En tant que banque d'investissement fournissant des financements aux secteurs public et privé à travers le continent, comment SouthBridge Group aborde-t-elle cette question des financements innovants ?

SouthBridge soutient les gouvernements, les entreprises et les institutions de financement du développement par le biais d'activités de conseil et d'investissement. Il s'agit notamment de conseiller les gouvernements et les entreprises sur la restructuration de leur dette, les aider à rechercher des sources de financement alternatives et nouvelles pour répondre à leurs besoins d'investissement, les aider à se préparer à des solutions exigées par les marchés, y compris l'émission d'obligations, l'amélioration de la liquidité grâce à la titrisation et d'autres formes de regroupement de leurs portefeuilles. Conseiller les banques de développement pour maintenir ou améliorer leurs notations de crédit et donc réduire leur coût du capital. Du côté de l'investissement, nous soutenons les pays en créant des véhicules spécialisés et uniques pour répondre aux besoins de leurs secteurs : des services financiers, des PME, des femmes et des besoins d'investissement en matière d'adaptation et de résilience liés au changement climatique.

Quel rôle les gouvernements peuvent-ils jouer pour favoriser l'innovation financière ?

Les gouvernements peuvent soutenir l'émergence ou le déploiement à grande échelle de l'innovation financière en mettant en place les environnements réglementaires appropriés. Les gouvernements ont l'avantage de pouvoir prendre des risques à long terme. Ils pourraient alors organiser des réglementations qui aident à l'innovation en premier par la création d'une « one-stop shop » où tous les investisseurs pourraient arriver et trouver facilement les opportunités dans les pays. Le Togo à titre d'exemple l'a fait. Les autorités ont créé un « one-stop shop », ce qui a permis qu'ils reçoivent les investissements visant créer des parcs industriels même pendant la période du Covid. Cela témoigne donc de ce qu'il est possible d'avoir des réglementations qui facilitent l'entrée des investissements.

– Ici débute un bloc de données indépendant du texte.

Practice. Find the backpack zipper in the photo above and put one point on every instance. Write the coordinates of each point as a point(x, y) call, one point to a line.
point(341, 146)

Les gouvernements africains peuvent en outre mettre en œuvre des projets pilotes, en tirer des leçons et les développer. Donner la priorité à l'utilisation des ressources existantes pour permettre aux sources alternatives de répondre à d'autres besoins en se concentrant sur la construction de pipelines solides de projets avant le lancement, et une mise en œuvre diligente après le lancement. Des obligations pour garantir que le financement est efficace et pas trop coûteux. Soutenir l'épine dorsale technologique et d'autres investissements d'infrastructures fondamentaux qui permettent à l'innovation de prospérer en tirant les leçons d'expériences internationales et en apportant des solutions adaptées à leurs besoins spécifiques.

Propos recueillis par Ristel Tchounand.